Modify the value of one parameter (write access)

This mode of interaction with ndd will frequently be found in scripts or when changing value at the command line in a non-interactive fashion. Please note that you may only set one value at a time. The scripts section below contains examples in how to make changes permanent using a startup script.

# ndd -set /dev/ip ip_forwarding 0

The example will stop the forwarding of IP PDUs, even if more than one non-local interface is active and up. Of course, you can only change parameters which are marked for both, reading and writing.

Further remarks

Andres Kroonmaa kindly supplied a nifty script to check all existing values for a network component (tcp, udp, ip, icmp, etc.). Usually I do the same thing using a small Perl script.

How to read this document

This document is separated into several chapters with little inter-relation. It is still advisable to loosely follow the order outlined in the table of contents.

The first chapter entirely focusses on the TCP connection queues. It is quite long for such small topic, but it is also meant to introduce you into my style of writing. The next chapter deals with TCP retransmission related parameters that you can adjust to your needs. The chapter is more concise. One chapter on deals with path MTU discovery, as there used to be problems with older versions of Solaris. Recent versions usually do not need any adjustments.

The fifth chapter is a kind of catch-all.
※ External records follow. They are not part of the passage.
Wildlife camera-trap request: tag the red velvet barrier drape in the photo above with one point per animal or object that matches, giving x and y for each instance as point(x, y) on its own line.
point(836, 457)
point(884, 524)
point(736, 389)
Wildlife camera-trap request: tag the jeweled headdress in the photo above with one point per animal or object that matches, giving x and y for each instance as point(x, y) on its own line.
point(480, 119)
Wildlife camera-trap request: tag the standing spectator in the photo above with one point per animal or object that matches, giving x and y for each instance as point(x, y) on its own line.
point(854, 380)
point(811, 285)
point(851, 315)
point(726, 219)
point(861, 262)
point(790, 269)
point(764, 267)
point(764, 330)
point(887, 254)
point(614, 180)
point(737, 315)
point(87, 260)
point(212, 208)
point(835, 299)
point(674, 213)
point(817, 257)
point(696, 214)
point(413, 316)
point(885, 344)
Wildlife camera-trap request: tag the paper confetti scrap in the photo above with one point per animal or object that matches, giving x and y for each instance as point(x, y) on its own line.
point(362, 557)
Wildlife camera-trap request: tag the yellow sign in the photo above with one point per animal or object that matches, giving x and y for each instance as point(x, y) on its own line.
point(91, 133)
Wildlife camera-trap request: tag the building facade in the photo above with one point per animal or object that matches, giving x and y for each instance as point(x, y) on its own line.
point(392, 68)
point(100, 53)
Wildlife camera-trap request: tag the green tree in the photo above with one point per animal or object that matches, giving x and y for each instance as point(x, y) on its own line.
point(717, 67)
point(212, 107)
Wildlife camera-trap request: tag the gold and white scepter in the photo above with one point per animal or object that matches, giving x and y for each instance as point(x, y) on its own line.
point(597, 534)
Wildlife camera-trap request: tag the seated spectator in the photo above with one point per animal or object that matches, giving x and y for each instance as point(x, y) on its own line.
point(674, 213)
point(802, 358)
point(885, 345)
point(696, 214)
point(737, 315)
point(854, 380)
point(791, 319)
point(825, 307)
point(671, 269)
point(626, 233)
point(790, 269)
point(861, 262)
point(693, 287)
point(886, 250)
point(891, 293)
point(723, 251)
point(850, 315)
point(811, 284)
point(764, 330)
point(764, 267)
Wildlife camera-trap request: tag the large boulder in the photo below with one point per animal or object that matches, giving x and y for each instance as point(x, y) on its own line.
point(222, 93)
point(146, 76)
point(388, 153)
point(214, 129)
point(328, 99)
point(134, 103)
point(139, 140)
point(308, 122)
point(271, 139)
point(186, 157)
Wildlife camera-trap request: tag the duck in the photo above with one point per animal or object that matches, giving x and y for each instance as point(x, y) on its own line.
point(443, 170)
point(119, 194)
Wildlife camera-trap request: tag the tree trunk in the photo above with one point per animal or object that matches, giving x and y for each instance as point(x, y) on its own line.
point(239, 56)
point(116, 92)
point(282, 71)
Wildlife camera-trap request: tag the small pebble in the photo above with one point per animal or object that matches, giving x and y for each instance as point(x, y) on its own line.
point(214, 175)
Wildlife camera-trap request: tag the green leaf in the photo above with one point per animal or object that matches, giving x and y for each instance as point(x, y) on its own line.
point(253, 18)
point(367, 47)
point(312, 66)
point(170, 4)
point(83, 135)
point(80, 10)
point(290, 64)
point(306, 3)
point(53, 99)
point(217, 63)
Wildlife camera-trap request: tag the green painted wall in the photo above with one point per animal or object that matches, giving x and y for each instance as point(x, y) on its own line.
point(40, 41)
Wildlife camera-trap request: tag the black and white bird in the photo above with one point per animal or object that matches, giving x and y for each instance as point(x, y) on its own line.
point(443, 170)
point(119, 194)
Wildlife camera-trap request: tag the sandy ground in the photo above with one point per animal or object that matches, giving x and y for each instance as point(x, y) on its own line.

Some TCP, some UDP and some IP related parameters are explained (forwarding, port ranges, timers), and a quick detour into bug 1226653 explains that some versions were capable of sending packages larger than the MTU. The following chapter in depth deals with windows, buffers and related issues.

Chapter seven detours from the ndd interface, and focusses on variables you can set in your /etc/system file, as some things can only be thus managed. Another part of that chapter deals with the hme interface and appropriate tunables. The chapter may be split in future, and parts of it are already found in the appendices.

The chapter dealing with patches, an important topic with any OS, just points you to various sources, and only mentions some essential things for older versions of Solaris.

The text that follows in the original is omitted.